Desse modo, considerando a perspectiva realista de Eça de Queirós e as múltiplas
possibilidades dos processos de leitura, é possível perceber a intencional crítica social
revelada através da composição de personagens leitores e suas atuações ao longo da trajetória
narrativa de O primo Basílio. Torna-se viável também compreender a dimensão do exercício
da leitura, especialmente a literária, uma vez que para identificar os recursos críticos e
estéticos queirosianos, faz-se necessário um movimento ativo do leitor sobre o texto,
buscando e construindo significados, fazendo correlações e preenchendo possíveis
indeterminações. Nas palavras de Nunes (1998): “a prática da leitura seria um adestramento
reflexivo, um exercício de conhecimento do mundo, de nós mesmos e dos outros” (p. 175). E
no tocante à leitura literária especificamente, ele acrescenta:
Os textos literários [...] abolem, “destroem” o mundo circundante, cotidiano,
graças à função irrealizante da imaginação que os constrói. E prendem-nos na teia de
sua linguagem, a que devem o poder de apelo estético que nos enleia; seduz-nos o
mundo outro, irreal, neles configurado [...]. No entanto, da adesão a esse “mundo de
papel”, quando retornamos ao real, nossa experiência, ampliada e renovada pela
experiência da obra, à luz do que nos revelou, possibilita redescobri-lo, sentindo-o e
pensando-o de maneira diferente e nova. A ilusão, a mentira, o fingimento da ficção,
aclara o real, ao desligar-se dele, transfigurando-o (NUNES, 1998, p. 178).
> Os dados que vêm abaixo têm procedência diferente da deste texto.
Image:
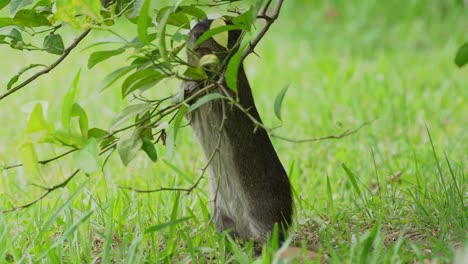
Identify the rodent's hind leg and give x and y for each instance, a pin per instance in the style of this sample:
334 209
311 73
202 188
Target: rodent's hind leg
224 222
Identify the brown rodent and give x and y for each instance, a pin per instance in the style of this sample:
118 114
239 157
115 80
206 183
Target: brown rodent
251 189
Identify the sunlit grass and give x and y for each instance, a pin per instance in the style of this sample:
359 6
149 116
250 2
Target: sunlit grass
401 198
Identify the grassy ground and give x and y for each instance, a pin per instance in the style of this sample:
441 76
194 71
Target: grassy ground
396 191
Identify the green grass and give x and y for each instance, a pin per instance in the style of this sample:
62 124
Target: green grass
394 192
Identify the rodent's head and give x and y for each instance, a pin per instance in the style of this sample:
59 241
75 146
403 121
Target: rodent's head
210 46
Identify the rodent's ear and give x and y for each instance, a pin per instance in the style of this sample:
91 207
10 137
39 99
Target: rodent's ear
204 25
198 30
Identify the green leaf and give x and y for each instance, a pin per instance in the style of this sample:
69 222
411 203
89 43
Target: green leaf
3 3
6 21
53 44
128 148
208 59
37 121
15 35
114 76
462 55
128 113
204 99
178 97
162 36
149 149
29 18
193 11
221 38
143 22
78 111
15 78
90 8
279 101
69 10
97 133
159 227
68 101
246 19
174 129
15 5
87 158
195 73
142 80
177 19
28 156
100 56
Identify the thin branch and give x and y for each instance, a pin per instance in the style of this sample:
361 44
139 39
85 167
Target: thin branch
48 190
66 52
271 19
43 162
342 135
203 172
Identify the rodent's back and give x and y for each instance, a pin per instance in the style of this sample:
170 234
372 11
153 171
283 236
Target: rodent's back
250 184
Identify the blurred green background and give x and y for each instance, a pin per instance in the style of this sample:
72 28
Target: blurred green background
346 63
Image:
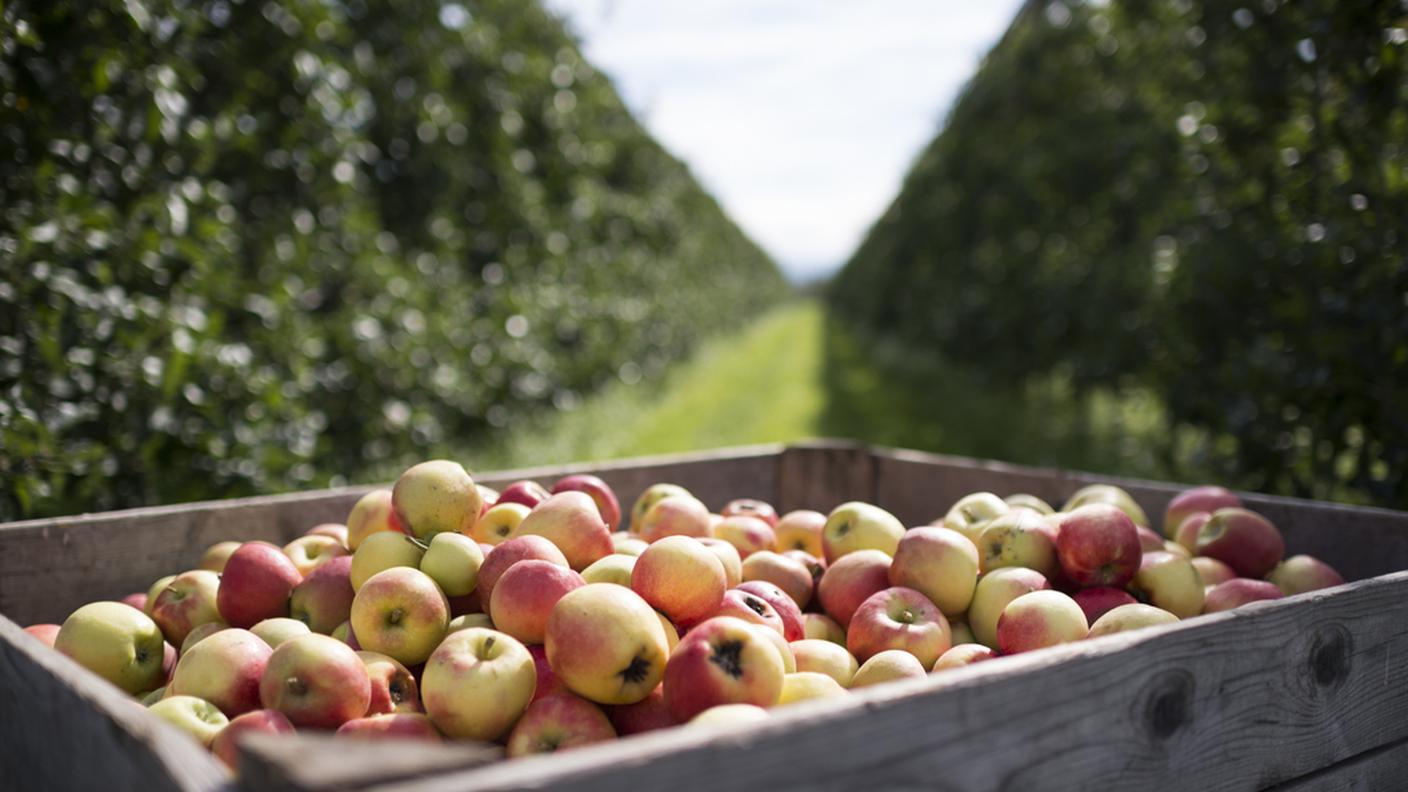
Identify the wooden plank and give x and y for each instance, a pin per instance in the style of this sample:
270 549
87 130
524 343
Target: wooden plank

Evidencia-se, portanto, que a literatura possui uma extraordinária capacidade de
recriação da realidade, de forma a apresentá-la de maneira mais intensa, original, criativa,
podendo assim, sensibilizar e estimular reflexões. A natureza artística consagra-se a partir do
estético, ou seja, ao expressar uma emoção e/ou viabilizar um conhecimento “estetizado”, no
caso específico da literatura, pelo autor. Tal efeito se dá mediante a percepção do leitor, parte
fundamental na concretização da funcionalidade do texto literário.
E essa transformação do real, sugerida pela arte literária, vincula-se à proposta realista
de Eça de Queirós, especialmente em O primo Basílio. O fenômeno da leitura é tratado na
obra ao mesmo tempo como um aspecto relevante na composição de personagens, cujas
atuações e mentalidades estão arraigadas ao seu modo de ler, como também é um recurso
utilizado pelo autor sob a forma de um alerta que contribuiria para a transformação da
sociedade portuguesa, afinal, é confiando na capacidade comunicativa da leitura literária que
Eça investe na sua criação romanesca com acentuado enfoque na crítica social e de costumes.